3つの力場を繋げる場合には、以下のようにしてください。

[simulator.forcefields]
type = "MultipleBasin"
[[simulator.forcefields.units]]
basins = ["open", "mid", "close"]
dVs    = [   0.0,  15.0,   -10.0]
delta.open-mid   =  60.0 # basinの名前をハイフンで繋げてください。
delta.mid-close  =  50.0 # 混乱を避けるため、basinの名前にはハイフンを入れないでください。
delta.close-open = 100.0

AICG2+力場で用いる時の注意 #

AICG2+力場を用いる際は、結合長とコンタクトの扱いに注意が必要です。

結合長ポテンシャルへの補正 #

遷移状態のエネルギーを上げすぎないように、自然長が大きく違う場合、以下の形でポテンシャルの係数を補正します。

\[K'_{bond} = K_{bond} \times \mathrm{min}\left(1, \frac{E_{max}}{K_b(b_i^{(1)} - b_i^{(2)})^2}\right)\]

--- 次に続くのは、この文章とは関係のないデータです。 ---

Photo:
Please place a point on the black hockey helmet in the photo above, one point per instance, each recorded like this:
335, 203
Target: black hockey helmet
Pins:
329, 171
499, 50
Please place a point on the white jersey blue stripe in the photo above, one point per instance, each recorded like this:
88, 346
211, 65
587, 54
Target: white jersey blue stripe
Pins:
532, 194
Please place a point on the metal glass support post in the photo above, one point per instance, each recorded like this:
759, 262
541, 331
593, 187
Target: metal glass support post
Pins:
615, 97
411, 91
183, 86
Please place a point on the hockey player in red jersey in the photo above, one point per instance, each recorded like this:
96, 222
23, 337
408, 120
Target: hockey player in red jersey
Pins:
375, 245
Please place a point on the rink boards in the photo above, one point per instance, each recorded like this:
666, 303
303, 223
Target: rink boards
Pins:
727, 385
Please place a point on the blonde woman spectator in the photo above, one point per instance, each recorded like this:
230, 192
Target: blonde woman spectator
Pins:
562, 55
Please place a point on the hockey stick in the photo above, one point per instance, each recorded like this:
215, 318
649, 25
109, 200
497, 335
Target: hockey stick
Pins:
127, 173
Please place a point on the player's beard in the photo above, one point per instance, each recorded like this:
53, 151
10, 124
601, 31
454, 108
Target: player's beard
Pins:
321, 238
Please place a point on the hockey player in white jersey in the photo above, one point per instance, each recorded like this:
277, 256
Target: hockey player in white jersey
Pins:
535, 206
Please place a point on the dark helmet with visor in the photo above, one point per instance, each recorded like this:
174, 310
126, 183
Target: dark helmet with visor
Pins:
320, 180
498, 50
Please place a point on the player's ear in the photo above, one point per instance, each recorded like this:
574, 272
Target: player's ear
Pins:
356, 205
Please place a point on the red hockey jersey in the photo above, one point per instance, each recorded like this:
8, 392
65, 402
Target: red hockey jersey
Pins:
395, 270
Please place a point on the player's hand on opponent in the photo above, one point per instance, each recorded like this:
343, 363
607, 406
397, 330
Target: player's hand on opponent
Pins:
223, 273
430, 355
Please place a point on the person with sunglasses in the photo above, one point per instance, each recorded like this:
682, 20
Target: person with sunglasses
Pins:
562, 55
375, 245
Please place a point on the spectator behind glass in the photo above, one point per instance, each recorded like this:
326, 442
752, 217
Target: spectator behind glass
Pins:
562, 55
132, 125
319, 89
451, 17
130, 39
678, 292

通常、 \( E_{max} \) の値は100 kcal/molが用いられます。

コンタクトポテンシャルへの補正 #

また、GoContactは引力項と斥力項に分割され、最も短い参照距離を持つコンタクトの斥力項を全ての力場で共有します。

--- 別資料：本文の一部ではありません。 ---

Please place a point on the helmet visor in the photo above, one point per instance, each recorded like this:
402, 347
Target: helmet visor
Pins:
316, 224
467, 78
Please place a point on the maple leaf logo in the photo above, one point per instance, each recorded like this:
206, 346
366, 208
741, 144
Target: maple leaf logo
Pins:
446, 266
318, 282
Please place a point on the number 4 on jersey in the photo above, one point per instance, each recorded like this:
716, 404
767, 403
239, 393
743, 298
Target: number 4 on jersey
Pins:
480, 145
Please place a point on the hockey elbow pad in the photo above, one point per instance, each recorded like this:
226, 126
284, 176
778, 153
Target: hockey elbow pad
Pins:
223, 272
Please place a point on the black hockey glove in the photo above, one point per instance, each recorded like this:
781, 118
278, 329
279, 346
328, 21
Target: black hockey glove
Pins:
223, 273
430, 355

  • もしある粒子のペアが全ての参照構造でコンタクトを持っていた場合、斥力項のうち最も距離の短いものが全てに適用されます。引力項はそれぞれのものが用いられます。
  • もしある粒子のペアが一部の参照構造でのみコンタクトを持っていた場合、斥力項のうち最も距離の短いものがコンタクトを持っていなかった参照構造由来のポテンシャルにも適用されます。
  • もしある粒子のペアがどの参照構造でもコンタクトを持っていない場合、補正の必要はありません。